Последний раз Ибрагим Александрович открывал чехол лет пять назад. Нет, он знал, что чистить даже не использующееся ружье необходимо регулярно, лучше раз в месяц, но не чистил и чехол не открывал. Лежит и лежит себе, есть, как говорится, не просит. Не был он охотником, и любителем пострелять особенным тоже не был. Мужчиной он был, и когда пять лет назад в соседнем селе произошло убийство, он решительно собрал оружие, набил патронташ картечью и вместе с односельчанами отправился прочесывать местность, выделенную для поиска преступника его селу. Он знал как им пользоваться, но охотиться на дичь, в то время как любое мясо можно купить в магазине, не хотел. А стрелять по банкам считал расточительством и баловством недостойным взрослого мужчины. Старинная масленка с веретенным маслом, по-простому с веретенкой, стояла слева, чтобы не мешала при манипуляциях со сборкой и разборкой и не полетела, незамеченная, на пол. Так было во времена его детства, так было и сейчас. Рядом с масленкой лежала чистая ветошь для протирки, шомпол, ершик, вишер и другие принадлежности для сборки-разборки и чистки.
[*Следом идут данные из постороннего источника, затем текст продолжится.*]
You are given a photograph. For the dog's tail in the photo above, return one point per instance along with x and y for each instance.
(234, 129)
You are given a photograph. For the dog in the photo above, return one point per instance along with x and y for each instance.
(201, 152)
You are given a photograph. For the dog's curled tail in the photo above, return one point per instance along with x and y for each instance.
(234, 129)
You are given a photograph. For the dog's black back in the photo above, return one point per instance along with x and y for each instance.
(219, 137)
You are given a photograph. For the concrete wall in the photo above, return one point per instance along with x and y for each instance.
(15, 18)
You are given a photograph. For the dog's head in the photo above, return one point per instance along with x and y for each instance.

Сегодня ершик был не нужен, Ибрагим Александрович покрутил его в руках и отложил на место. Ружье не стреляло, значит налета свинца и порохового нагара нет, и ершиком чистить не за чем. Последний раз он стрелял лет десять назад, когда старый друг позвал на охоту на зайца. Не очень-то он и хотел этой охоты, но друг из дальнего села пригласил впервые за много лет, встретил как дорогого гостя, и не принять предложение поохотиться Ибрагим Александрович не мог. А если уж принял, то стрелять мимо и делать вид, подыгрывать, он не стал, счел ниже своего достоинства. Сказал «да», значит «да». Убил зайца с первого же выстрела, к нескрываемой зависти друга – с предельной дистанции, посчитал обязательство выполненным и больше не стрелял. Он не боялся промазать, он знал что попадет всегда, помня слова отца, очень хорошего стрелка, что дело не в ружье, не в заряде пороха, не в освещенности или силе ветра, дело в уверенности в себе. В том, что не глаз направляет пулю, а дух, и если дух чист и неколебим сомнениями, то и промаха не будет. В тот раз он долго чистил ружье, и ершиком от возможного нагара, сперва капнув в ствол керосина, и пыжами, и чистой ветошью. Почистил, смазал и убрал. Сын примет по наследству, он будет чистить или как хочет, или как научили, а пока так.
Взяв ствол, Ибрагим Александрович посмотрел сквозь него на свет, идущий от окна. Ствол был покрыт тонким слоем масла, за годы ставшего почти незаметным, и тускло светился. Было десять часов солнечного субботнего утра, сегодня из интерната приедут дочь и сын. В маленьком селе нет такого количества взрослых детей, чтобы работала полноценная школа, поэтому начиная с седьмого класса все ребятишки учатся в школе-интернате в райцентре, и домой приезжают только на выходные. Последние пять лет приезд детей был самым радостным событием, но только не сегодня, сегодня от него веяло холодом, и если бы можно было сделать так, чтобы дети не приехали, то Ибрагим Александрович сделал бы так, не задумываясь о цене. Десять, значит скоро они будут здесь.